The source of the breach is PageUp, the Australian HR SaaS provider. PageUp runs the online recruitment system for all of Whitbread’s businesses.
At the beginning of June, PageUp admitted to a data breach. Since then, it has issued regular updates about what it is doing. In one of those update two weeks ago, it said that it was notifying customers who were affected. Whitbread is the first PageUp customer to admit that the breach has affected its worldwide operations.
Who has been affected?
The breach affects job applicants that have used the Whitbread online recruitment system. This includes specifically those applying for work at Costa Coffee and Premier Inn. How far back the breach goes and how many people are affected is not known. A Whitbread spokesman told Computer Business Review: “We’re not disclosing the number potentially affected.”
Under GDPR, Whitbread is required to make its own disclosure to the UK Information Commissioners Office.

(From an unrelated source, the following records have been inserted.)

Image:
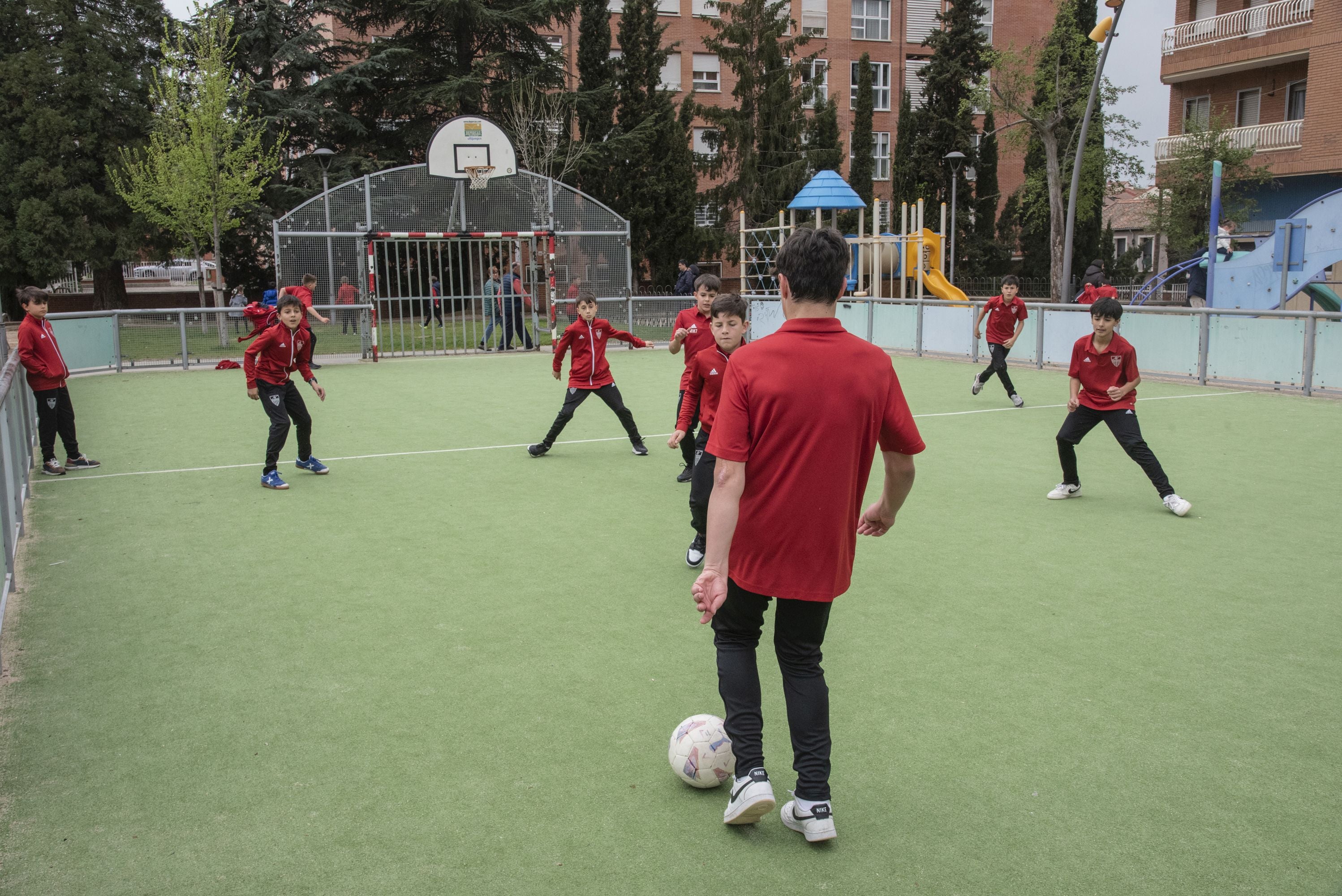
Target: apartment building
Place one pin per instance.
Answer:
(1252, 64)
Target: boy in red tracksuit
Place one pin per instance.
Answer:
(731, 321)
(589, 373)
(47, 372)
(267, 364)
(694, 332)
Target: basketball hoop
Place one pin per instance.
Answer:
(480, 175)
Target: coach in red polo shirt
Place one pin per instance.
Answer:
(799, 422)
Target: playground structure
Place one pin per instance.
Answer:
(879, 259)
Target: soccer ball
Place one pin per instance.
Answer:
(701, 752)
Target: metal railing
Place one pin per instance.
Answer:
(1260, 138)
(18, 432)
(1286, 350)
(1242, 23)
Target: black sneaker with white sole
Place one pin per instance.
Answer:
(752, 798)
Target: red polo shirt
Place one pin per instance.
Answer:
(701, 337)
(1003, 317)
(806, 408)
(1098, 370)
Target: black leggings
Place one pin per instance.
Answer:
(1127, 431)
(610, 395)
(799, 629)
(281, 403)
(999, 366)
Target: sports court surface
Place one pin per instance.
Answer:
(452, 668)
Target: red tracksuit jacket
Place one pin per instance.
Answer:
(41, 354)
(275, 353)
(588, 369)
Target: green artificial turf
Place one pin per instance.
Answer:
(457, 672)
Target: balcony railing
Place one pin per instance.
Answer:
(1262, 138)
(1242, 23)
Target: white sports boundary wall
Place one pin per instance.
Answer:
(1283, 350)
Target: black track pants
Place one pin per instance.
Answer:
(1127, 431)
(799, 629)
(610, 395)
(281, 403)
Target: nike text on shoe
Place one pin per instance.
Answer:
(817, 825)
(1065, 490)
(694, 556)
(273, 481)
(1177, 505)
(752, 798)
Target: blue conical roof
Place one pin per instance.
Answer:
(827, 191)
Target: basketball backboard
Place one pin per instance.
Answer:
(469, 141)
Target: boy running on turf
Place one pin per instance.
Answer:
(1006, 316)
(47, 373)
(589, 373)
(799, 422)
(731, 321)
(267, 364)
(1104, 389)
(694, 332)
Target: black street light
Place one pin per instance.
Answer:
(956, 159)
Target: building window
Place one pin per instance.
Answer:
(817, 77)
(1295, 101)
(815, 18)
(671, 73)
(871, 19)
(706, 69)
(879, 86)
(705, 142)
(1247, 107)
(1197, 113)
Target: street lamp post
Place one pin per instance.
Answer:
(1104, 31)
(324, 159)
(956, 160)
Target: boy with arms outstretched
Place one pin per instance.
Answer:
(731, 317)
(47, 373)
(1006, 316)
(589, 373)
(267, 364)
(694, 332)
(1104, 389)
(796, 428)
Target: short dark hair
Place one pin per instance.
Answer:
(817, 265)
(27, 294)
(1108, 308)
(709, 282)
(728, 305)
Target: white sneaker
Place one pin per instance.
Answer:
(815, 827)
(1177, 505)
(752, 798)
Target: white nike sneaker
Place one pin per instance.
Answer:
(818, 825)
(752, 798)
(1177, 505)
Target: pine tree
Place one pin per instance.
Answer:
(73, 92)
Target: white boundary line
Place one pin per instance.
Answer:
(573, 442)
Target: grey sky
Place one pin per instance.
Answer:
(1135, 61)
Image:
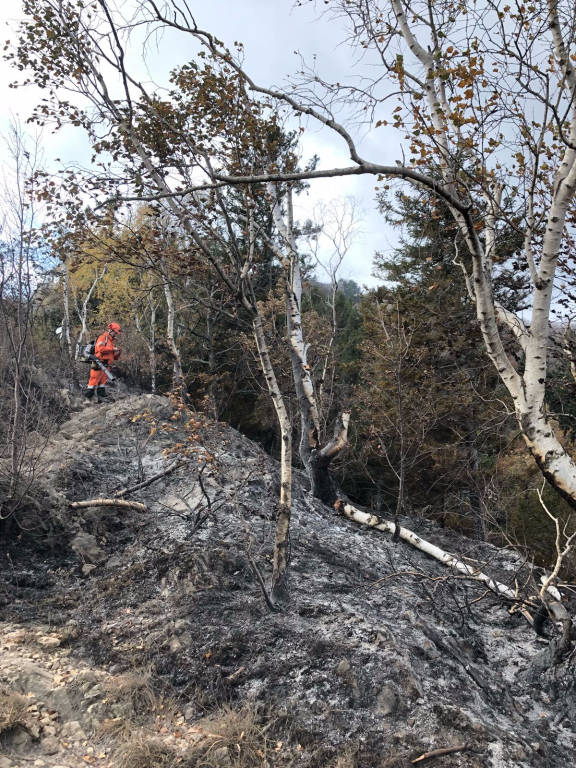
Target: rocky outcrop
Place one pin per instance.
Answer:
(383, 654)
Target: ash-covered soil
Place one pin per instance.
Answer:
(381, 656)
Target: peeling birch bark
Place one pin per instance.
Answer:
(109, 503)
(469, 571)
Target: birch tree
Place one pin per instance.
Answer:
(484, 98)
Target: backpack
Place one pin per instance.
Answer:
(85, 352)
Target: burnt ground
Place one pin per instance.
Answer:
(381, 655)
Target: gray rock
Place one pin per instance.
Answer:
(387, 700)
(50, 745)
(33, 679)
(73, 730)
(60, 700)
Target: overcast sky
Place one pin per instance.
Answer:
(272, 32)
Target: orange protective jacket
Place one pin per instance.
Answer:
(105, 351)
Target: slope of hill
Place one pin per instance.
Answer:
(140, 638)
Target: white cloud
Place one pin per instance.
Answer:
(271, 32)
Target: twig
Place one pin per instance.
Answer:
(150, 480)
(440, 752)
(109, 503)
(257, 573)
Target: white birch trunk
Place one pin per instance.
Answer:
(177, 372)
(282, 533)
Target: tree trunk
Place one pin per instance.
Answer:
(283, 514)
(178, 384)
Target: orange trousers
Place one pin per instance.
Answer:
(97, 378)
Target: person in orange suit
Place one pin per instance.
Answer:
(106, 351)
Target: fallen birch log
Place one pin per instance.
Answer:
(440, 753)
(372, 521)
(109, 503)
(150, 480)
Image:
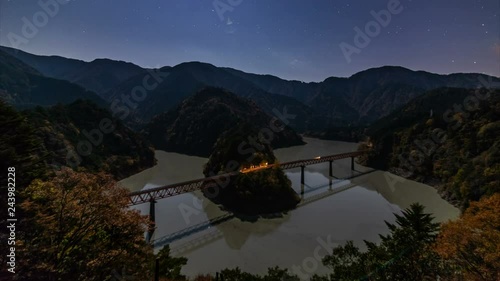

It is also required to inform anyone who might have been affected by the breach. That means that it knows the scope of the problem. Why it has chosen not to disclose the size of the breach is unclear. However, those details will be released once the UK ICO completes its investigation.
PageUp has said that the data breach included:
- Contact details including name, email address, physical address, and telephone number
- Biographical details including gender, date of birth, and middle name (if applicable), nationality, and whether the applicant was a local resident at the time of the application
- Employment details at the time of the application, including employment status, company and title. If the application was submitted for a reference check, then the following additional details may have been provided by the reference: technical skills, special skills, team size, length of tenure with company, reason for leaving that position (if applicable), and the length of relationship between the applicant and reference
PageUp has also said that the details of references were also part of the lost data. For references who were included with an applicant’s information, contact information (including name, email address, physical address, and telephone number) and employment information at the time the reference was provided (including company, title, and the length of the relationship with the applicant) are affected.
The risk of third-party suppliers
This breach highlights the risk of third-party suppliers who have access to sensitive data. Hackers are always going to identify the weak link in any supply chain. It is far easier for them to attack a small organisation than to take on experienced cyber security teams.
It will be interesting to see if any details of how PageUp customers evaluated its security stance are released. PageUp has its own security page where it publishes how it secures data. It is likely that many of its customers read that page and assumed that the company was highly secure. That is something we now know is not the case.
According to James Romer, Chief Security Architect at SecureAuth + Core Security: “Third-party data breaches continue to be a growing problem, and have been the source of a number of high-profile data leaks in recent years. In this instance, by attacking a business that handles job applications for major firms, attackers have been able to access extremely confidential information, including addresses, maiden names and dates of birth, all of which could be sold on by criminals or used for identity theft.
“Businesses must ensure that every step of their supply chain is secure and scrutinise the security practices of third party suppliers. They have a responsibility and duty of care to both customers and employees to keep their data safe and ensure that personal identifiable information is protected, through layering appropriate security before the authentication phase. Most data breaches leverage misused user credentials, so if businesses focus on getting the access and authentication part right for users, that’s half the battle.”
What does this mean?
Anyone who has applied for a job at Costa Coffee or Premier Inn needs to be careful. No financial data was stolen in this attack but the data that was taken is more than enough to craft a spear phishing attack. It is not just job applicants who need to be concerned. As the details of references was also stolen, these individuals are also at potential risk.
This breach occurred just before GDPR penalties kicked in. That will be of some relief to PageUp, Whitbread and other affected companies. However, the regulators may well want to see the security and risk assessment that Whitbread made when it engaged PageUp. Part of getting GDPR ready should have meant companies reviewing third-party data access risk. While such a task is resource intensive and can be costly, as today’s survey from ICSA shows, it is necessary.
Perhaps this latest breach will lead the ICO to remind companies of third-party risk.